1-6月のIPOは過去最高 ネット関連の第2世代登場

2005/07/18 16:04

週刊BCN 2005年07月18日vol.1097掲載

一部に公募価格割れや上場廃止も

 IPO(株式新規公開)人気が続いている。今年1-6月に新興3市場(ジャスダック、東証マザーズ、大証ヘラクレス)への新規公開は64社。半期ベースでは過去最高を記録した。

 外食、絵画オークション、リサイクルなどさまざまな業界の企業が上場したが、大きな勢力はインターネット関連企業。ヤフー、楽天などに続く第2世代の登場が話題を提供した。

 その筆頭が3月に上場したガンホー・オンライン。ネット上でのオンラインゲームを運営、会員数は80万人を数えて国内最大級。会長の孫泰蔵氏は孫正義氏の弟ということも話題に。公募価格120万円に対して初値は420万円、一時2300万円台まで上昇する異常人気。上場直後に急騰した銘柄はその後失速するケースが多いが、ガンホーの6月末株価は1500万円台と健闘。時価総額は2400億円台と大証ヘラクレス市場でトップだ。他のオンラインゲーム株、いわゆる“萌え”関連株の人気にも火を付けたという意味で今年最大の話題企業だろう。

 飲食店情報サイト運営のぐるなび、オークション・ショッピングサイト「ビッダーズ」運営のディーエヌエー、GMOの子会社で電子商取引のカード決済代行を行うGMOペイメントも公募価格を大きく上回る初値を付ける人気となった。
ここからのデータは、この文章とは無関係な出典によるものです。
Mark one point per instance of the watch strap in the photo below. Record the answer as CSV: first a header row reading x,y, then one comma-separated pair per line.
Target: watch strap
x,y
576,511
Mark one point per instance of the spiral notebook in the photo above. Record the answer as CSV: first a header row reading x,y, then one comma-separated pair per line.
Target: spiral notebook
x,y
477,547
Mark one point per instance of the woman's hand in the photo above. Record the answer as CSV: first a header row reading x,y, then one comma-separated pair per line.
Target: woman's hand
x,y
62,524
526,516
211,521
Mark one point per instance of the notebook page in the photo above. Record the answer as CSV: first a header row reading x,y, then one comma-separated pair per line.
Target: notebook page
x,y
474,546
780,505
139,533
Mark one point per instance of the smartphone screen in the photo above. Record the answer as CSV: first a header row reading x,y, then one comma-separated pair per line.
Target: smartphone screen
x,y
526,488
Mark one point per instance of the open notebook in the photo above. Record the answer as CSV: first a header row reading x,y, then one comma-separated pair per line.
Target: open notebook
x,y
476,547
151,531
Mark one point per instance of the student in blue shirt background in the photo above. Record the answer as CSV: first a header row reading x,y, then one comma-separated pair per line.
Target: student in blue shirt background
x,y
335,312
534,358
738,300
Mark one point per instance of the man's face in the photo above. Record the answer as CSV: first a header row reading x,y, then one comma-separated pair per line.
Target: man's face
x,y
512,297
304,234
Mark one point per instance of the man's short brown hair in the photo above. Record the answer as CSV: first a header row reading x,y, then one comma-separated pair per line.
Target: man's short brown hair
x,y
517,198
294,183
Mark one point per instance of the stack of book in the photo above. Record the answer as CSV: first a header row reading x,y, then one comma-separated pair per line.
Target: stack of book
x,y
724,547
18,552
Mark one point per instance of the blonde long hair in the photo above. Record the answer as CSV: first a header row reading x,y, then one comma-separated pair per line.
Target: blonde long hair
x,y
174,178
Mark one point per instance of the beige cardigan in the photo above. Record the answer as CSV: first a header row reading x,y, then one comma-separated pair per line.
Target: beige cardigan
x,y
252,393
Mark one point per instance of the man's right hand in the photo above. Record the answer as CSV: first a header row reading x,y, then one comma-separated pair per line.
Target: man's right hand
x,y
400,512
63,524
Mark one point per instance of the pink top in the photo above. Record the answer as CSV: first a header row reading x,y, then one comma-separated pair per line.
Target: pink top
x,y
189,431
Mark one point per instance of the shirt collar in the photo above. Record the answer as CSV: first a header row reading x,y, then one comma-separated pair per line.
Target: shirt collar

 もっとも、年間100社以上が上場するだけに、すべてが人気を集めるとは限らない。バイオ関連のエフェクター細胞研究所は公募価格割れで初値を付けた後、いまだに公募価格を上回っていない。ベンチャーキャピタルの大量売りが株価下落の直接の要因とはいえ、主幹事証券の審査能力も問題視された。03年に東証マザーズに上場したゼクーは上場当初から会社は内紛続きで、業績悪化からこのほど上場廃止が決定した。新興市場は玉石混淆ということを認識する必要がありそうだ。(有賀勝久)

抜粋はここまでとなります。